Without a moment's hesitation he took the plunge.
"Justine Van."
"What an odd name. Yet she was an odd looking girl. Her beauty was so different, so fresh, so pure. I hope the gay life of the city is not turning you away from that jewel down there. O, I know what the city does for young men who come from the country. It usually spoils them. They forget the best, the truest part of their lives, and they let new faces drive out the old and loving ones."
"I—I don't think you quite understand the situation," floundered Jud, moved to contrition. Had she not interrupted at that instant, he would have told the truth.

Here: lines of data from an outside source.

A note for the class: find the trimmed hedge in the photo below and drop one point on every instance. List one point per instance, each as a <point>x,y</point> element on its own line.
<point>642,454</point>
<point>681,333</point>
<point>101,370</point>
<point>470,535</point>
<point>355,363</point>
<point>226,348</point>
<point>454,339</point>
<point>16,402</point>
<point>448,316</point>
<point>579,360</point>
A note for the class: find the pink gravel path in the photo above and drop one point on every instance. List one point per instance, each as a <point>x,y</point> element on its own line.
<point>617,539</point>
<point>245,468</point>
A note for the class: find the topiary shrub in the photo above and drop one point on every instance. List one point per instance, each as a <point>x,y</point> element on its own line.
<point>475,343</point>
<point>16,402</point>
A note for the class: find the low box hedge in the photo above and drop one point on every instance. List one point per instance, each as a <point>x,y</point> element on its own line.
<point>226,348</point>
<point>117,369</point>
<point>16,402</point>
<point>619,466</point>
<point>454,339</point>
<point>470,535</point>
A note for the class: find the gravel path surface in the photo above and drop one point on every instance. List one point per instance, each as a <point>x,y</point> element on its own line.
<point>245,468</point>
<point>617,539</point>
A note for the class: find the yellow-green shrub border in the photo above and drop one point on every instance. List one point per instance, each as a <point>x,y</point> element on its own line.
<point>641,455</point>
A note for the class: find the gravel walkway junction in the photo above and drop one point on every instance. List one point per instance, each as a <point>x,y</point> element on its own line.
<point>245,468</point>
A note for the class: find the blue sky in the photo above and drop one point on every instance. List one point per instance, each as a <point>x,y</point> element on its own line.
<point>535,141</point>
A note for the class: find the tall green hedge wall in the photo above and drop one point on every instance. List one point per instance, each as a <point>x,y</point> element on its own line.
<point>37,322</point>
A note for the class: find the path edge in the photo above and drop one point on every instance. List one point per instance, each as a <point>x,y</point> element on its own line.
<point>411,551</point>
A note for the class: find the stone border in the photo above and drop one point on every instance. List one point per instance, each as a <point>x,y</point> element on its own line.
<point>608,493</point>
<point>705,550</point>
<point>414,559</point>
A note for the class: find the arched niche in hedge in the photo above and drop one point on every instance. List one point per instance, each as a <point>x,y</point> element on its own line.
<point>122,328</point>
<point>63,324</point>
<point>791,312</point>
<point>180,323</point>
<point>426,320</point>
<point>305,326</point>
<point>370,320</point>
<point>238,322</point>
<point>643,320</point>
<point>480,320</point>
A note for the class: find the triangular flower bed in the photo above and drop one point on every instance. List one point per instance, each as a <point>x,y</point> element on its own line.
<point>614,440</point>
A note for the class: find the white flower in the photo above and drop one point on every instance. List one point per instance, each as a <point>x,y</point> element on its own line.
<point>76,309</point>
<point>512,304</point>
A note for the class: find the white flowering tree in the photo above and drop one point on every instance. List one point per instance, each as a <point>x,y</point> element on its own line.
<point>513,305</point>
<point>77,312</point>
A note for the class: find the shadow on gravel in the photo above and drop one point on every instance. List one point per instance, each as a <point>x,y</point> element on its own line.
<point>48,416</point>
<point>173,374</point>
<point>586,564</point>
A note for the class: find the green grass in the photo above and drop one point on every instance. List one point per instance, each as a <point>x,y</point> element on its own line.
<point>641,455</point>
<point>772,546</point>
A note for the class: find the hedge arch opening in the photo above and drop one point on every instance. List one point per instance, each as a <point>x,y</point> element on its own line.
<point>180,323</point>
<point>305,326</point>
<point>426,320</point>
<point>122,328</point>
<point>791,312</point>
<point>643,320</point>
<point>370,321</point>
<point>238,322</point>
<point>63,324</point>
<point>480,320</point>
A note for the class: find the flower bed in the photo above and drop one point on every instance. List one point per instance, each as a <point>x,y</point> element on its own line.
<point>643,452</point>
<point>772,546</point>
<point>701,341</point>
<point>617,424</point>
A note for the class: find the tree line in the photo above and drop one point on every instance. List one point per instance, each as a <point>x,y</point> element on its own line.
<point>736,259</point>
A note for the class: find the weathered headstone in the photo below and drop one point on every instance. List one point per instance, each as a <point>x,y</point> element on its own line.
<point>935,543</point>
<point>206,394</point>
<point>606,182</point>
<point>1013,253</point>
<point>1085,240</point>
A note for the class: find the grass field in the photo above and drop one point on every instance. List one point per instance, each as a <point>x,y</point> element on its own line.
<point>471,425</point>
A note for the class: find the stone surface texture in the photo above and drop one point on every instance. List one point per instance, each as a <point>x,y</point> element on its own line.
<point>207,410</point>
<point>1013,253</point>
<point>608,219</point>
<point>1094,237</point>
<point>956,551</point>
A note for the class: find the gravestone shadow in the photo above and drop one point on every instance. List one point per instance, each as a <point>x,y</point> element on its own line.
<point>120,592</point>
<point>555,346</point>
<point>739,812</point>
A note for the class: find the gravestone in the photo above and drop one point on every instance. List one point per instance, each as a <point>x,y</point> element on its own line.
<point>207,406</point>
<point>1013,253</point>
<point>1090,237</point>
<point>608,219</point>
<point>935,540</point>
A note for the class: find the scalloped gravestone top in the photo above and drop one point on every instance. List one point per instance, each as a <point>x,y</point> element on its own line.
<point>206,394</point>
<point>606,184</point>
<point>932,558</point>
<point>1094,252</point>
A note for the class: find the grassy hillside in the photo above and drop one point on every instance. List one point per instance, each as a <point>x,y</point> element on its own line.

"It is easier to understand than you think," she said. "You are up here, she is there. You are a new man with new ideas, new possibilities, new hopes; she is the same sweet, innocent country girl, no farther advanced than she was the day you left her. You have gone forward, she stands still. You are Dudley Sherrod, the most promising of young artists, with popularity ready to leap at you; she is the common lass of the fields, honest and true, unknown except to the people who live nearby. You are up here, thrown with bright men, and perhaps with clever women, while she is back there with the farmers and the farmers' wives. You have every opportunity to be somebody; she will always be nobody unless she is lifted from that mire of inactivity. Don't you see how well I understand the situation? You have every advantage, she has none. Yes, Mr. Sherrod, you are living out the promise I made for you months ago, and you are winning only what is yours by right. But you must not forget that there are few such jewels here as the one you left behind when you sought treasures in the world."
"That's the neatest lecture I ever heard, Celeste," cried Converse, admiringly. "You musn't forget to go back and polish up the jewel, Sherrod. That's what she means, in few words."
Jud feared that both were laughing at him and resented it.
"I am sure Miss Wood has said nothing that is untrue concerning Justine Van. She is the noblest girl I ever knew," he said, deliberately. "She is far above me in every way. She has more reason to stoop to me than I to her. She is my best friend."
"Friend?" echoed Miss Wood.
"My truest comrade," said he. The perspiration started on his forehead.